Flood Control 2.0
This timely project, funded by the US EPA San Francisco Bay Water Quality Improvement Fund, will develop a set of innovative approaches for bringing environmental benefits and cost-savings to flood protection infrastructure along the San Francisco Bay shoreline. The strategy has two complementary approaches that transform costly trapped sediment in local flood control channels into a resource: channel redesign where sufficient adjacent land use flexibility exists, and sediment redistribution for highly constrained channels.
Through an interdisciplinary team linking regional science expertise with on-the-ground flood control agencies, the project will advance channel redesign to restore wetland habitat, water quality, and shoreline resilience through demonstration projects at three creek mouths: San Francisquito, lower Novato, and lower Walnut creeks.
At a region-wide scale, the project will collect and integrate data on coarse sediment and historical stream characteristics with the results of the local projects. The resulting regional strategy will increase environmental benefits and cost-savings to flood protection infrastructure along the San Francisco Bay shoreline.
For more information listen to our podcasts on Flood Control 2.0
- Flood Control 2.0 Podcast Series
SediMatch brings together the wetland habitat restoration community and the dredging/sediment supply community with a goal of creating healthy wetland habitats and maximizing beneficial reuse of sediment.
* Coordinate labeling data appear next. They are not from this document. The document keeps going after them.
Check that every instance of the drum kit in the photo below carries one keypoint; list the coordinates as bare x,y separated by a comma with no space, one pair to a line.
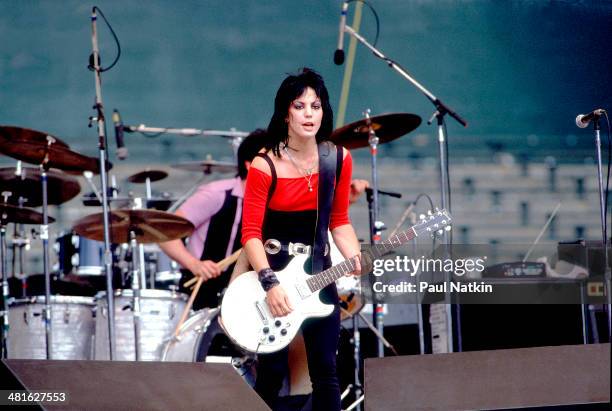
146,318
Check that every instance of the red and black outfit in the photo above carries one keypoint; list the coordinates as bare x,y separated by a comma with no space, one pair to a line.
284,209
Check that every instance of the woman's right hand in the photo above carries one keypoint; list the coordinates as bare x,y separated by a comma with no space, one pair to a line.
278,301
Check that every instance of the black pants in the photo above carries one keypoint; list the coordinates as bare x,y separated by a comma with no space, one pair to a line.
321,337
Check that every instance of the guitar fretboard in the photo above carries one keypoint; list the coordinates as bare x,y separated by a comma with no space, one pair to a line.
326,277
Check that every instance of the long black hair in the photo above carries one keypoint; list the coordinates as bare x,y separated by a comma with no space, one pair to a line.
291,88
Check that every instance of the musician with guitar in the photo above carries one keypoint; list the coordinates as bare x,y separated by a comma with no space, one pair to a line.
297,189
215,209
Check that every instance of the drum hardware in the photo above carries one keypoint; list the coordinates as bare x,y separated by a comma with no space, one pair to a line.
48,152
149,226
159,312
24,183
138,226
207,166
73,327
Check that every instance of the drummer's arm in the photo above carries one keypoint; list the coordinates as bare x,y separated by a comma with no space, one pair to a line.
346,240
179,253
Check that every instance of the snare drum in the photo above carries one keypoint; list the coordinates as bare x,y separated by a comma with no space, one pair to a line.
160,311
164,270
185,346
198,341
72,325
349,288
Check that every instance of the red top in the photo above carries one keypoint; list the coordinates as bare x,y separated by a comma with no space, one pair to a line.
291,194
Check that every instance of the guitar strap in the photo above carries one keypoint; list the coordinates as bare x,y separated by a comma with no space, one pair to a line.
328,166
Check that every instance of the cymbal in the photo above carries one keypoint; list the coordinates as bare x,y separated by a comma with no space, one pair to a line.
12,214
152,175
207,166
61,187
386,126
150,226
32,147
11,133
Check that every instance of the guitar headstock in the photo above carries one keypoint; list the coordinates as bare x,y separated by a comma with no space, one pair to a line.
435,222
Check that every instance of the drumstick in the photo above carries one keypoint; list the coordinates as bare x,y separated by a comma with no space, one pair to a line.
188,306
223,264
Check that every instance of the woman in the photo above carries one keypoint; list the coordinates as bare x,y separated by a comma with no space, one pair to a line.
283,203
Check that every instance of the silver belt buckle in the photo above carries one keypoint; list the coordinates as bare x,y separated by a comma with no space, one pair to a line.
272,246
299,248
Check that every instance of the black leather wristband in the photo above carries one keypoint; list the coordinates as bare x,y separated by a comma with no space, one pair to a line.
267,278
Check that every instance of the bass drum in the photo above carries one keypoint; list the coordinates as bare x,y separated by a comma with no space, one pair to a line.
72,323
201,339
160,311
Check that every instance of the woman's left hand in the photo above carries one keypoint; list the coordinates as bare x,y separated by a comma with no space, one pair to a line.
357,262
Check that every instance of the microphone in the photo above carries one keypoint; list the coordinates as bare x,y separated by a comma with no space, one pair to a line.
121,148
339,53
583,120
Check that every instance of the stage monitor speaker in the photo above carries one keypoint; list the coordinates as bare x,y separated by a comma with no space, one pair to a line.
122,385
499,379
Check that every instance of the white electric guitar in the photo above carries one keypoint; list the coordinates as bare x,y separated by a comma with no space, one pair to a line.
246,317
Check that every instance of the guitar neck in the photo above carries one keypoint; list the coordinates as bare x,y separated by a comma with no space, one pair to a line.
324,278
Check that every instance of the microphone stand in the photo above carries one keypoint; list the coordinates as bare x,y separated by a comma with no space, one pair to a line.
441,111
604,228
105,210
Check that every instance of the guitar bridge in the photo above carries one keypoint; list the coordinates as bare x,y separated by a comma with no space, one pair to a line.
261,312
302,288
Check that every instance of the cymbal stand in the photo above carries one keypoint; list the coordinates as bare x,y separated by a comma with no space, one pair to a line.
4,313
100,120
136,283
441,110
44,236
376,226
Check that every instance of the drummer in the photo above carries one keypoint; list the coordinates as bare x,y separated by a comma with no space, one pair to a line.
215,209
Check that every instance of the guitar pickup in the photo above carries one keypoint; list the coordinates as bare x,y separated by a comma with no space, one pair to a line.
302,288
261,312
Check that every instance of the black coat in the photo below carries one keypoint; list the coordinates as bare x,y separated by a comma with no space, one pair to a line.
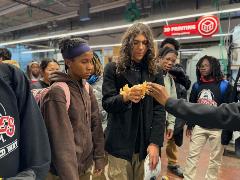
24,145
121,131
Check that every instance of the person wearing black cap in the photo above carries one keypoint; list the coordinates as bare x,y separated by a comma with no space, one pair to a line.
182,84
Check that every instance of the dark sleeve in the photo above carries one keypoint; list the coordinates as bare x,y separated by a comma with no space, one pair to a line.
34,144
112,101
61,134
193,95
159,119
24,175
192,99
225,116
97,133
228,94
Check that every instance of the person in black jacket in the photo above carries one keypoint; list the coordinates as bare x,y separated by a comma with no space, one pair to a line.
182,84
225,116
135,125
24,145
5,54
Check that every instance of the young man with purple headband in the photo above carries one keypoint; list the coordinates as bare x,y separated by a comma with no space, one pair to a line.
75,133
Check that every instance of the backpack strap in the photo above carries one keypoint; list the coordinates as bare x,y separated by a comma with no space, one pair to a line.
66,90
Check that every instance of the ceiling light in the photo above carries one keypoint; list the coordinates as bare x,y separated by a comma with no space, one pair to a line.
117,27
113,45
38,51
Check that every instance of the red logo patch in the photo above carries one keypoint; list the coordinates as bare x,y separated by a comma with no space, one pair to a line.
7,126
208,25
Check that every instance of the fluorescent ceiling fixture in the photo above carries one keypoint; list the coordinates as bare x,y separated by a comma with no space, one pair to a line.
117,27
190,52
104,45
38,51
118,44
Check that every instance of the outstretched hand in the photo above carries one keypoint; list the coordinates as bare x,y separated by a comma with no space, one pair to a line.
158,92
In these forums for discussion, challenges and potential solutions for increasing reuse of dredged and excavated sediment at habitat restoration sites are explored. The program aligns with the Long Term Management Strategy for Placement of Dredged Material in the San Francisco Bay Region (LTMS) Program and seeks to implement the recommendations found in the updated Baylands Goals report regarding using dredged and upland sediment to accelerate the rate and scale of wetland restoration through sediment supply augmentation.
In 2011, the SFBJV began tracking the sediment needs of restoration projects and hosted the first match-making meeting between restoration project managers and dredgers at BCDC in 2013.
As a result of that meeting, several “matches” have been made to deliver dredge material for beneficial re-use at restoration sites. A site visit to Cullinan Ranch in late 2014 was an on-the-ground orientation to beneficial reuse. These meetings and site visits, along with subsequent discussions and meetings led by the SFBJV, BCDC, Bay Area Flood Protection Agencies Association, The Bay Planning Coalition and others, have brought together the sediment supply and restoration communities to work towards solutions to the complex challenges keeping us from beneficially reusing sediment at wetland restoration sites.
Flood Control 2.0, is currently providing funding to SFEI, in partnership with the SFBJV and BCDC, to create a Sediment "Match-Up" Online Web Tool and web interface to help match available sediment with opportunities for beneficial re-use. At a broader scale, data collected through the SediMatch data base has the potential to contribute to the understanding of sediment distribution and movement throughout the estuary system, helping scientists better target their research to assist managers with decision making related to current and future conditions. The SediMatch Task Group, comprised of restoration and dredging/sediment supply community members, will develop specific fields for the web interface through joint meetings into 2016. The SediMatch data base is expected to be available on-line in September of 2016.